Barry Stoll, DO
DO
Mercy Heart and Vascular Hospital St. Louis, United States
Disclosure information not submitted.
Chandrasekhar Chada, MD
Critical Care Fellow
Mercy Hospital St. Louis, United States
Disclosure information not submitted.
Title: Dizzy for a Diagnosis: Early recognition of Neurosarcoidosis
Case Report Body
Introduction: Sarcoidosis is a multisystem granulomatous disease with CNS involvement in only 5% of cases. Isolated neurosarcoidosis, without extraneural manifestations, is medically rare, occurring in less than 1% of patients with sarcoidosis. It represents one of the most diagnostically challenging disease processes in medicine and requires a high index of suspicion. Hydrocephalus is one of many diverse clinical manifestations of this disease.
Description: A 38 woman with a history of morbid obesity, polycystic ovarian syndrome and diabetes is admitted presenting with symptoms of lethargy, nausea, vomiting, ataxia, memory loss, and syncope. MRI showed normal pressure communicating hydrocephalus, meningeal and upper spinal cord enhancement with subarachnoid leptomeningeal infiltration. Fourteen months prior, MRI done for worsening vertigo and new arm numbness was normal. She was admitted to the neurological ICU and an extraventricular drain (EVD) was placed for symptomatic improvement. Cerebral spinal fluid tested negative for infectious etiology, Lyme disease and atypical cells. CSF angiotensin converting enzyme and protein levels were normal. A contrast CT of her chest, abdomen and pelvis was negative for evidence of malignancy or adenopathy. Her EVD was unable to be weaned and a ventriculoperitoneal shunt was implanted. Due to negative diagnostic evaluation, and suspecting leptomeningeal carcinomatosis, a biopsy of the medullary infiltrate was performed. She developed seizures afterwards. The specimen was reported by pathology as noncaseating granulomatous disease consistent with sarcoidosis. She was started on high dose prednisone and made a full neurologic recovery.

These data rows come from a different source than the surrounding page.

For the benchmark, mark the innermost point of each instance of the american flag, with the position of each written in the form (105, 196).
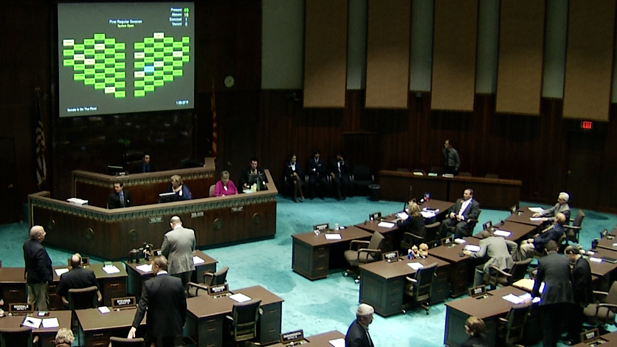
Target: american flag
(41, 166)
(214, 125)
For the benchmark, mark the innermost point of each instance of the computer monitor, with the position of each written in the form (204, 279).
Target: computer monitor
(167, 197)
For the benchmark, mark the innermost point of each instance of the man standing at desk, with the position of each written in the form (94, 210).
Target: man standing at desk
(554, 271)
(120, 197)
(77, 278)
(38, 269)
(163, 297)
(451, 161)
(460, 213)
(178, 246)
(357, 334)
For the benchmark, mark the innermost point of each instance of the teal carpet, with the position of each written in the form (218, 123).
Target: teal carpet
(322, 305)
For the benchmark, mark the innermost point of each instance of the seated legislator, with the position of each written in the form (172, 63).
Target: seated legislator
(293, 174)
(475, 327)
(225, 186)
(317, 175)
(499, 252)
(146, 165)
(251, 174)
(182, 191)
(415, 222)
(539, 241)
(341, 176)
(560, 207)
(120, 197)
(77, 278)
(459, 214)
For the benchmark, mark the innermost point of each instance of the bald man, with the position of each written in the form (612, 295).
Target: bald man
(38, 269)
(77, 278)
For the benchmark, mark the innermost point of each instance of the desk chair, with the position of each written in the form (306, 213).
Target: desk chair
(511, 328)
(603, 311)
(356, 255)
(497, 277)
(242, 325)
(124, 342)
(420, 286)
(210, 279)
(22, 336)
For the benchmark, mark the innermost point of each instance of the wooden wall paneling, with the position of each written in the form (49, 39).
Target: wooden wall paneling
(325, 53)
(454, 55)
(589, 60)
(387, 53)
(521, 43)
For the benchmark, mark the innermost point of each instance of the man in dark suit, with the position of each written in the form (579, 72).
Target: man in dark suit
(77, 278)
(120, 197)
(499, 252)
(583, 292)
(459, 215)
(341, 176)
(178, 246)
(357, 334)
(38, 269)
(557, 297)
(163, 297)
(317, 175)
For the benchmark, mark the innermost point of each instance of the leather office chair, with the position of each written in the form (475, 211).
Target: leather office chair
(210, 279)
(22, 336)
(420, 286)
(361, 177)
(242, 324)
(573, 230)
(124, 342)
(603, 311)
(497, 277)
(362, 252)
(512, 327)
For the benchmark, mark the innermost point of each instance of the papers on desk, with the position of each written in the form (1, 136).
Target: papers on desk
(144, 267)
(50, 323)
(197, 260)
(111, 269)
(31, 322)
(240, 297)
(502, 233)
(59, 272)
(415, 266)
(472, 248)
(338, 342)
(386, 225)
(333, 236)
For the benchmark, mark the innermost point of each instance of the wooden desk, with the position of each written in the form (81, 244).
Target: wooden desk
(462, 268)
(488, 309)
(112, 234)
(382, 284)
(522, 216)
(490, 192)
(206, 315)
(518, 231)
(95, 328)
(46, 335)
(14, 289)
(136, 277)
(319, 340)
(311, 253)
(144, 187)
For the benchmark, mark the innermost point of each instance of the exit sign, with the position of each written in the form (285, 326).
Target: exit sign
(586, 125)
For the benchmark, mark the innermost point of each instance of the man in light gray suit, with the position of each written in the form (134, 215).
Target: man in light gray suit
(499, 252)
(178, 246)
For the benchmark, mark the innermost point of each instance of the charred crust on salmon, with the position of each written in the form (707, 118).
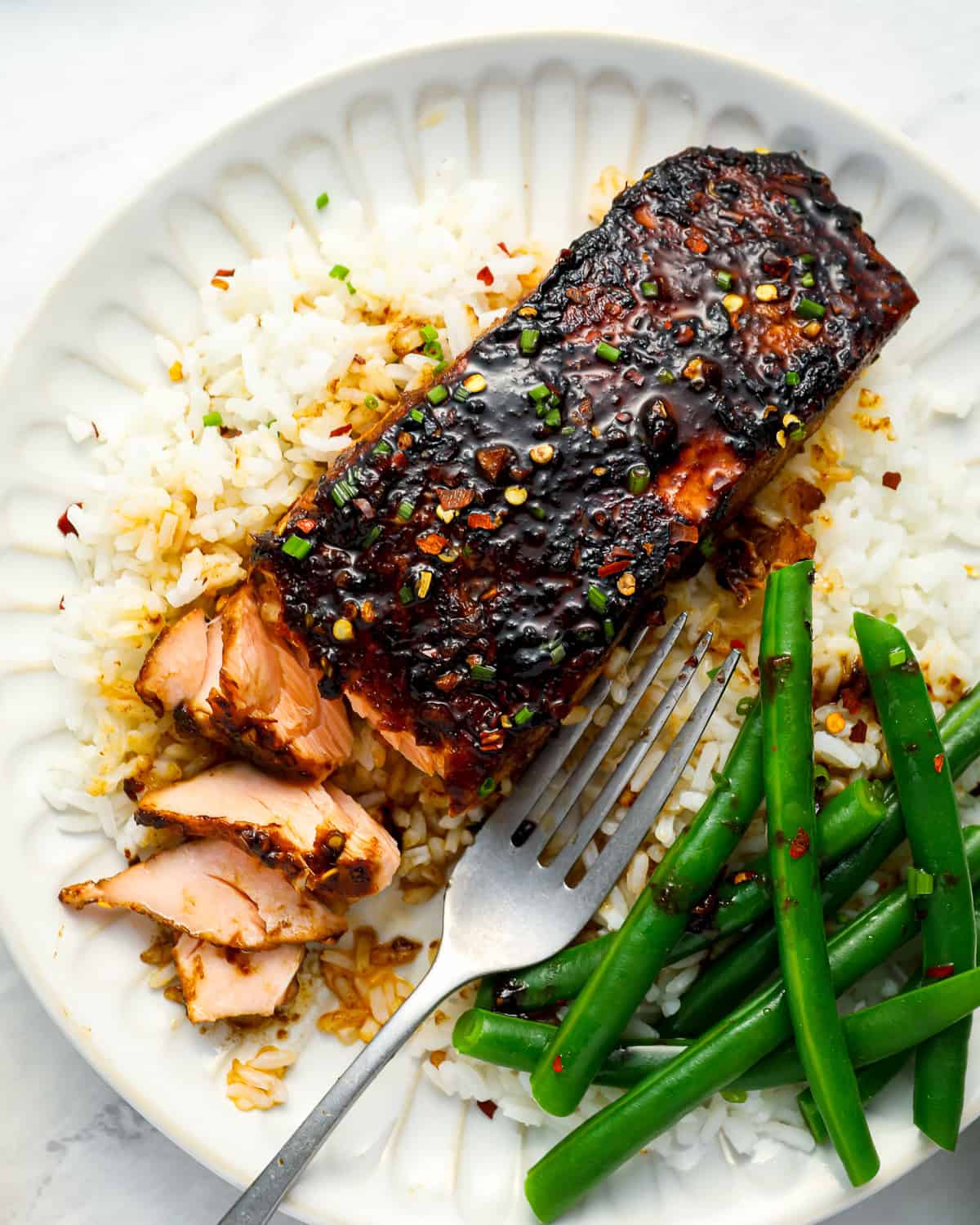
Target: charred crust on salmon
(662, 372)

Discussion: Neuronal sarcoid generally occurs in patients with an already high systemic burden of disease. Acute hydrocephalus without extra neural involvement is a deviation from current diagnostic algorithms. Neurosarcoidosis has an affinity for basal ganglia, dura, and leptomeninges. Imaging combined with a sterile CSF should prompt diagnosticians to weigh initiating early empiric steroids against the more surgically invasive neuronal biopsy. A thorough diagnostic workup still remains the gold standard for differentiating neurosarcoid from other neurological mimics.